Due mesi dopo il loro ultimo colloquio, Trump e Putin riprendono il dialogo sul dossier ucraino. Trump vuole risultati per rafforzare la propria immagine, mentre Putin mira a guadagnare tempo per consolidare i territori occupati. Il rischio? Un nuovo nulla di fatto. Intervista a Luciano Bozzo, professore di Relazioni internazionali alla Scuola di Scienze Politiche “Cesare Alfieri” dell’Università di Firenze
A esattamente due mesi di distanza dal loro ultimo colloquio telefonico, il Presidente statunitense Donald Trump e quello russo Vladimir Putin torneranno nuovamente a parlarsi per via telefonica nelle prossime ore con il chiaro obiettivo di fare progressi nel raggiungimento di una pace nel conflitto in Ucraina. Due mesi fa le prospettive sembravano essere molto ottimistiche, ma de facto poco è cambiato sul lato pratico. Cosa aspettarsi dalla telefonata imminente? Formiche.net lo ha chiesto a Luciano Bozzo, professore di Relazioni internazionali alla Scuola di Scienze Politiche “Cesare Alfieri” dell’Università di Firenze.
Quali sono, secondo lei, gli obiettivi principali di Donald Trump in questo colloquio?

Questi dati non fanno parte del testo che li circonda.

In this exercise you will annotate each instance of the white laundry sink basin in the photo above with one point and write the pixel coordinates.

Trump deve ridare slancio all’apertura fatta a Putin, in linea con le promesse ripetute durante la campagna elettorale di chiudere, con un cessate il fuoco, la fase propriamente bellica e avviare una trattativa di pace. Il fatto che ciò, sin qui e nonostante le sue aperture, non sia avvenuto costituisce un danno per la sua immagine e credibilità, rendendo impossibile al contempo il perseguimento degli obiettivi di politica estera e di sicurezza del Presidente, perlomeno per quanto riguarda l’Europa, l’Ucraina in particolare, e il rapporto con la Federazione Russa.
E quali pensa, invece, siano le priorità di Vladimir Putin?
Nell’ottica di Putin può essere conveniente guadagnare tempo, posticipando se possibile la conclusione del confronto sul campo. Questo al fine di aumentare al massimo possibile la dimensione dei territori sin qui conquistati. Non dimentichiamo che la Federazione ha infatti formalmente annesso quattro regioni ucraine, di cui tuttavia dopo oltre tre anni di guerra non controlla affatto la totalità, e questo al prezzo umano di centinaia di migliaia di perdite umane ed economico non facilmente calcolabile, ma certamente rilevante. Putin deve giustificare, di fronte alla propria opinione pubblica e a chi può essere interessato alla successione, il prezzo di sangue, economico e, non ultimo, quello di immagine e reputazione della Russia fin qui pagato. Se questo è vero, giungere adesso a concordare un cessate il fuoco in tempi rapidi può essere tutt’altro che nell’interesse del leader russo.
L’ultimo colloquio sembrava aprire una nuova fase nei negoziati, ma così non è stato. Rischiamo di vedere un ripetersi della stessa scena?
Si, la scena già vista potrebbe ripetersi, magari in forme diverse, ma con analoga conclusione. Molto dipenderà da quanto Trump è disponibile ad accettare un nuovo esito inconcludente. Per certo la sua intenzione è parlare direttamente a Putin, trovare un punto o punti di comune interesse. Alla fine il vero avversario non è Putin, ma la Cina di Xi. Quanto all’Europa i due leader condividono lo stesso approccio: non la considerano un interlocutore dello stesso livello, per usare un eufemismo, se non qualcosa di ben peggio.
Poche ore prima del colloquio c’è stata la chiamata del Presidente statunitense con il cosiddetto gruppo dei “volenterosi”. Trump mostra di “fare sistema” con l’Europa?
Dubito che Trump voglia davvero, e tantomeno abbia la necessità, di “fare sistema” con l’Europa, intesa in senso lato. Forse il discorso è diverso per i “volenterosi”, certamente per gli Inglesi, ma alla fine in un’ottica utilitaristica, perché funzionale rispetto agli interessi americani come declinati dal Presidente.
Allo stesso tempo, l’Europa mostra di essere coesa sulla questione?
L’Europa è sufficientemente divisa al suo interno, per molteplici ragioni e di diverso ordine (geopolitiche, politiche interne ecc.), tanto da non dover richiedere interventi esterni, che pure ci sono e sono evidenti, volti a minarne la coesione. Ma cosa c’è di nuovo nel fare una simile constatazione?